Face detection: Haar cascade
import cv2
face_cascade = cv2.CascadeClassifier(
cv2.data.haarcascades + "haarcascade_frontalface_default.xml"
)
gray = cv2.cvtColor(img_bgr, cv2.COLOR_BGR2GRAY)
faces = face_cascade.detectMultiScale(gray, scaleFactor=1.1, minNeighbors=5, minSize=(40, 40))
for (x, y, w, h) in faces:
cv2.rectangle(img_bgr, (x, y), (x + w, y + h), (0, 255, 0), 2)
Fast and dependency-light; less robust than modern CNN detectors in hard lighting or pose.
DNN face detector (OpenCV)
Download Caffe or TensorFlow/OpenCV zoo models (e.g. single-shot detector variants). Load with cv2.dnn.readNetFromCaffe or readNetFromTensorflow, build a blob from the image, net.setInput, forward, then decode boxes and NMS.
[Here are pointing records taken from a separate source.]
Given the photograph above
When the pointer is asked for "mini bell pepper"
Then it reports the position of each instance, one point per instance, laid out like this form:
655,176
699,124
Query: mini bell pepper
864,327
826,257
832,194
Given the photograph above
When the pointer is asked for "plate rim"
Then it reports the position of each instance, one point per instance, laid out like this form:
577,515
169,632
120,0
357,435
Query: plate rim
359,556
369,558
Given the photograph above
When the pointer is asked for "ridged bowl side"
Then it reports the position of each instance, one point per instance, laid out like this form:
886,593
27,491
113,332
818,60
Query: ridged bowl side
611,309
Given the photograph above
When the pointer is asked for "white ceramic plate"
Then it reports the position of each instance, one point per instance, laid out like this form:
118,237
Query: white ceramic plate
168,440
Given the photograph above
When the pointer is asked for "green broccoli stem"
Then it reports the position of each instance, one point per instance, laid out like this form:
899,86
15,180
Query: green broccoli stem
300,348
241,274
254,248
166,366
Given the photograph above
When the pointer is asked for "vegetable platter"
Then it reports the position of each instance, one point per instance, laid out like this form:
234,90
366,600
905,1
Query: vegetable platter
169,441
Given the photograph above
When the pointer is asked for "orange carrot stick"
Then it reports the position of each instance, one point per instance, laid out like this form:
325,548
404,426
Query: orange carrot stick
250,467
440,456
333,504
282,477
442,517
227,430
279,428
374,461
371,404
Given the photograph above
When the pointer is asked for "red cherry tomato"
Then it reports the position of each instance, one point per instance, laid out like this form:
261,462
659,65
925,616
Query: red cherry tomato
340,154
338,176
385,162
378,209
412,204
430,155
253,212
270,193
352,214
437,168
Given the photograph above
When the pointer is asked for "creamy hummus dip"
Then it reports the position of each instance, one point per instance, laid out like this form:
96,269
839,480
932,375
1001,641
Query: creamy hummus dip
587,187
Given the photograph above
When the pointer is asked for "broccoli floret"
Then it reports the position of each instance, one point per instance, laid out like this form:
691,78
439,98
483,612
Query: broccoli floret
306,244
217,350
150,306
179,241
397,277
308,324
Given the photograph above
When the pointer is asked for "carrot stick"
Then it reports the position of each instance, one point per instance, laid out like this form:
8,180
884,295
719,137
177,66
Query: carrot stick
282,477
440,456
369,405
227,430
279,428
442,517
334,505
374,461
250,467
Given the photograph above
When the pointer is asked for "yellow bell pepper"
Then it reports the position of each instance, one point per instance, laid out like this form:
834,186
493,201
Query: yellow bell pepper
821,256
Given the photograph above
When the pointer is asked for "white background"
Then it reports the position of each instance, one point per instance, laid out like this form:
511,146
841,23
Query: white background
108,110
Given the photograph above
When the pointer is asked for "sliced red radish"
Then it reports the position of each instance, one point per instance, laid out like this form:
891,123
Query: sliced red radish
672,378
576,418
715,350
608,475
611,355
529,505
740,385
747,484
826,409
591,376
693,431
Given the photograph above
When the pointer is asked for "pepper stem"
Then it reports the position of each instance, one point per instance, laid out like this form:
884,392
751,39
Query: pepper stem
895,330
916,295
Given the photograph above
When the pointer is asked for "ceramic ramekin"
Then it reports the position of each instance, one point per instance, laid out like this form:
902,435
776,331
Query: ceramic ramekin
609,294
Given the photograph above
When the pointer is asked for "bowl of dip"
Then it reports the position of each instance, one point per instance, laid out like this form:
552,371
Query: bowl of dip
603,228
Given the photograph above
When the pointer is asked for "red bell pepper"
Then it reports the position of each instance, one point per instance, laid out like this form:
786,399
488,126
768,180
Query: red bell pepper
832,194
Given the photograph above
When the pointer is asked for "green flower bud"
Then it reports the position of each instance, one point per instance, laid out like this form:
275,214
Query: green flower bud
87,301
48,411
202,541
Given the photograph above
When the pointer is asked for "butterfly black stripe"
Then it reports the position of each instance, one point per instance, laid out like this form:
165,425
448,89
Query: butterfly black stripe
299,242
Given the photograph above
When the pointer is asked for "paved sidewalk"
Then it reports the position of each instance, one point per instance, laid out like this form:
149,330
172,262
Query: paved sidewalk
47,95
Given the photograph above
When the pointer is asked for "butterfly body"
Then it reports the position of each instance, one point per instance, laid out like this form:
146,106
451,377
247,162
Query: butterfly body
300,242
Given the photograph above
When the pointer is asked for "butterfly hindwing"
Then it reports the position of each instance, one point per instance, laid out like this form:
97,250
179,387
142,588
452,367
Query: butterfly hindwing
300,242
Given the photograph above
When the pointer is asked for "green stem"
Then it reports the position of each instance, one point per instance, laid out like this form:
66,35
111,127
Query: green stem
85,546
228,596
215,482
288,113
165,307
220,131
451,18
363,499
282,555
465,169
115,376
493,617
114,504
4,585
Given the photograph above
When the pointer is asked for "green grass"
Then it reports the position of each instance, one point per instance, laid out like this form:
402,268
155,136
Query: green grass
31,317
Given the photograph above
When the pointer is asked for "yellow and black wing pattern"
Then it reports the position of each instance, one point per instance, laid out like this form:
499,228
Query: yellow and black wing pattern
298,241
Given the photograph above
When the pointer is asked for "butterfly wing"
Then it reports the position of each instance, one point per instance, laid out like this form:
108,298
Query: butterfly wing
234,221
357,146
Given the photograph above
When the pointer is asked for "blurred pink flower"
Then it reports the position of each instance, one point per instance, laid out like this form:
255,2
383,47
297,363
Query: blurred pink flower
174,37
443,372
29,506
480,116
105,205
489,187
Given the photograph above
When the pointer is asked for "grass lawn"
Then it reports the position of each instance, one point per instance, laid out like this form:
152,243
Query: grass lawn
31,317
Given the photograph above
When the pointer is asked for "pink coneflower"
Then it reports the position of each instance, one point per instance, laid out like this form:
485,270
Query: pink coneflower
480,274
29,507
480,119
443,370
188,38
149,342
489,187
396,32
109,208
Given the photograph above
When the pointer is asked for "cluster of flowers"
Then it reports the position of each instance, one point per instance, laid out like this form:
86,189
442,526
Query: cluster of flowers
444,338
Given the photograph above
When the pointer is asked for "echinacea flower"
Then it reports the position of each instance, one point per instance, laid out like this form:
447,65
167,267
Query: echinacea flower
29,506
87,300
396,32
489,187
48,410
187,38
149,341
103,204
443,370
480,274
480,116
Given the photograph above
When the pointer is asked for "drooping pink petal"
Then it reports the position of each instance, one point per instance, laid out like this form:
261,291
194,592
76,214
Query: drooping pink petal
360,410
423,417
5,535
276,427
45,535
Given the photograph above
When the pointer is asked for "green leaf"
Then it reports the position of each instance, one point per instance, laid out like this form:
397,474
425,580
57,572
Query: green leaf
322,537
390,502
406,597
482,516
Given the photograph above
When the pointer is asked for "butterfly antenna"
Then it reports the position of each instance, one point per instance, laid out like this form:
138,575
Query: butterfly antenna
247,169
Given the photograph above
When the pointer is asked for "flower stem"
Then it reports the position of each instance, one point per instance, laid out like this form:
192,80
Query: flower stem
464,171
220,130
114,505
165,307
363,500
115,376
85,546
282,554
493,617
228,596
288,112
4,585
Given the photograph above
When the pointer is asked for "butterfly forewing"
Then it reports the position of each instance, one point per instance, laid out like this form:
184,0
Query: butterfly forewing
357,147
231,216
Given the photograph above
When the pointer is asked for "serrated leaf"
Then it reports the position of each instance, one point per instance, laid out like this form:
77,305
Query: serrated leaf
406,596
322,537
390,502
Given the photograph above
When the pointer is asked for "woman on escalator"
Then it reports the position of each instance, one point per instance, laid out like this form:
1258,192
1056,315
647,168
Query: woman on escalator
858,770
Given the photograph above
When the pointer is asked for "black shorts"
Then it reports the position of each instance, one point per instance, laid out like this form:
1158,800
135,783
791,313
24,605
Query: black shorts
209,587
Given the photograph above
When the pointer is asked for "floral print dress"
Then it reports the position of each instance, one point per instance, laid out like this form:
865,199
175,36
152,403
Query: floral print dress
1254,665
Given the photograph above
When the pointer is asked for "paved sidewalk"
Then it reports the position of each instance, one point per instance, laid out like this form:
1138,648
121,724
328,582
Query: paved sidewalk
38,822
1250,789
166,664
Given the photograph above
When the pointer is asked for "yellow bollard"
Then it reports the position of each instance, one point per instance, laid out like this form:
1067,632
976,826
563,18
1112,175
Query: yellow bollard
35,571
net = cv2.dnn.readNetFromTensorflow("opencv_face_detector_uint8.pb",
"opencv_face_detector.pbtxt")
h, w = img_bgr.shape[:2]
blob = cv2.dnn.blobFromImage(img_bgr, 1.0, (300, 300), [104, 117, 123])
net.setInput(blob)
detections = net.forward()
# iterate detections[0,0,i,:] — confidence, box coords — apply threshold + NMS
Exact decoding depends on the model’s output layout; see OpenCV samples for the matching version.
Embeddings (concept)
Crop the face, resize to the network input (often 112×112), run the backbone + embedding head. L2-normalize vectors so cosine similarity equals dot product.
Verification: cosine similarity
import torch
import torch.nn.functional as F
def l2n(x):
return F.normalize(x, dim=1)
# e1, e2: [1, D] from your face encoder
sim = (l2n(e1) * l2n(e2)).sum(dim=1)
same_person = sim > 0.35 # threshold is model- and dataset-specific
Takeaways
- Detection quality limits end-to-end accuracy—align before encoding when possible.
- Use calibrated thresholds; report FAR/FRR for security-sensitive use.
- Privacy: biometrics need consent, secure storage, and compliance (e.g. GDPR).